Support Your Local Bookstore
by Tricia Dower
I have a new favourite local bookstore. One that’s nice to me. Trouble is, it’s not quite as local as I’d like it to be. It’s a half-hour drive away in a town called Sidney, population just under 12,000.
“Sidney By The Sea,” the sign says, and it’s a lovely spot, an old port that hosts a marina with fancy boats. Busy in the summer when boaters and others alight to take in the scenery, the beaches, the galleries, gift stores, restaurants and…bookstores. Nine of them, all within spitting distance of each other. It’s deliberate, part of Sidney’s marketing of itself as Canada’s “Booktown.” Each store has a different focus – adult, children’s, used, antiquarian, military, and so forth – so they don’t compete with each other except for disposable dollars, of course.
Anyway, my favourite of the nine stores is Tanner’s because, first of all, they carry my book and, secondly, because the owner Cliff McNeil-Smith seems to actually like local authors. I went into the store last Friday to sign the two copies of my book on hand and Cliff apologized for not knowing I lived in Victoria. (Such a nice guy, how would he have known?) He makes a point of profiling local books, he said. When I left, Silent Girl was face out on a shelf with bright little autograph stickers and Cliff had ordered two more books. He also took the time to tell me which regional publications to try to get a mention in and confirmed what I already knew: “Books with the biggest advertising dollars are the ones that sell.”
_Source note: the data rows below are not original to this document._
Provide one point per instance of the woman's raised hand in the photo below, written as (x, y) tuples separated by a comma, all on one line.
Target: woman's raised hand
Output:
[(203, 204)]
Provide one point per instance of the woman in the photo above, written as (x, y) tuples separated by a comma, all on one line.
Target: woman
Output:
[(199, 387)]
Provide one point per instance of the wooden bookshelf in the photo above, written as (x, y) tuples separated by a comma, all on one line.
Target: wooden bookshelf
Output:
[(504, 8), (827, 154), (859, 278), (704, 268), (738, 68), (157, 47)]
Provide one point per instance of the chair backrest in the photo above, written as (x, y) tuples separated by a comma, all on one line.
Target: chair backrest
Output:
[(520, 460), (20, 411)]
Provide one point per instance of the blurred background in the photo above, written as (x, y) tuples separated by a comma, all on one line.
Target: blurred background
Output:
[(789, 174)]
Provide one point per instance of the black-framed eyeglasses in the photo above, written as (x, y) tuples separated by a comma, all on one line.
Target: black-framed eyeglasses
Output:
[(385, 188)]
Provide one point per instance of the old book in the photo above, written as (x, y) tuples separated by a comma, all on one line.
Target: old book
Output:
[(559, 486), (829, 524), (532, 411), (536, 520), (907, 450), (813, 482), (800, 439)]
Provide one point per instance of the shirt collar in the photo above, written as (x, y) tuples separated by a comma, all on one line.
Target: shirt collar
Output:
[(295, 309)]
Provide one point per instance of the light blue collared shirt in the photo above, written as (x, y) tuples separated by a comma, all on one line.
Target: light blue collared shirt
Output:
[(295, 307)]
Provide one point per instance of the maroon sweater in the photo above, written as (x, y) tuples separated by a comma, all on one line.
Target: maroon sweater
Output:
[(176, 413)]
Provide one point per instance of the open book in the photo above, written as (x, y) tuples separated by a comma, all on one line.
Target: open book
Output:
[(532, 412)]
Well, I don’t have big advertising dollars, but I have grit, determination and email. I generated orders from three bookstores and a university library last week through my own little “Write to a Stranger Today” campaign. Over the past few weeks I’ve sent out hundreds of emails to bookstores and Shakespeare aficionados and I’m getting ready to start on professors. Some of them might delete me unread but I’m sure I’ll get through to a few.
It’s not as efficient as big-money advertising in reaching great numbers of people, but you can’t beat the intimacy of chatting with Wanda at Bookland in Kamloops, Sandi at A Room of One’s Own bookstore in Madison, Wisconsin; Jennifer at the UVic bookstore; Lynn at Blackbond in Surrey; Alex at Duthie Books in Vancouver; Joseph at Blackberry Books on Granville Island; Scott at Greenwoods’ Bookshoppe in Edmonton and -- also in Edmonton -- Steve at Audrey’s Books. Not to mention Cliff at Tanner's. If you live in their towns, seek out their stores and buy a book, even if it isn’t mine.
Photo: Outside Tanner’s with a woman who can’t seem to turn the page on the book she’s reading.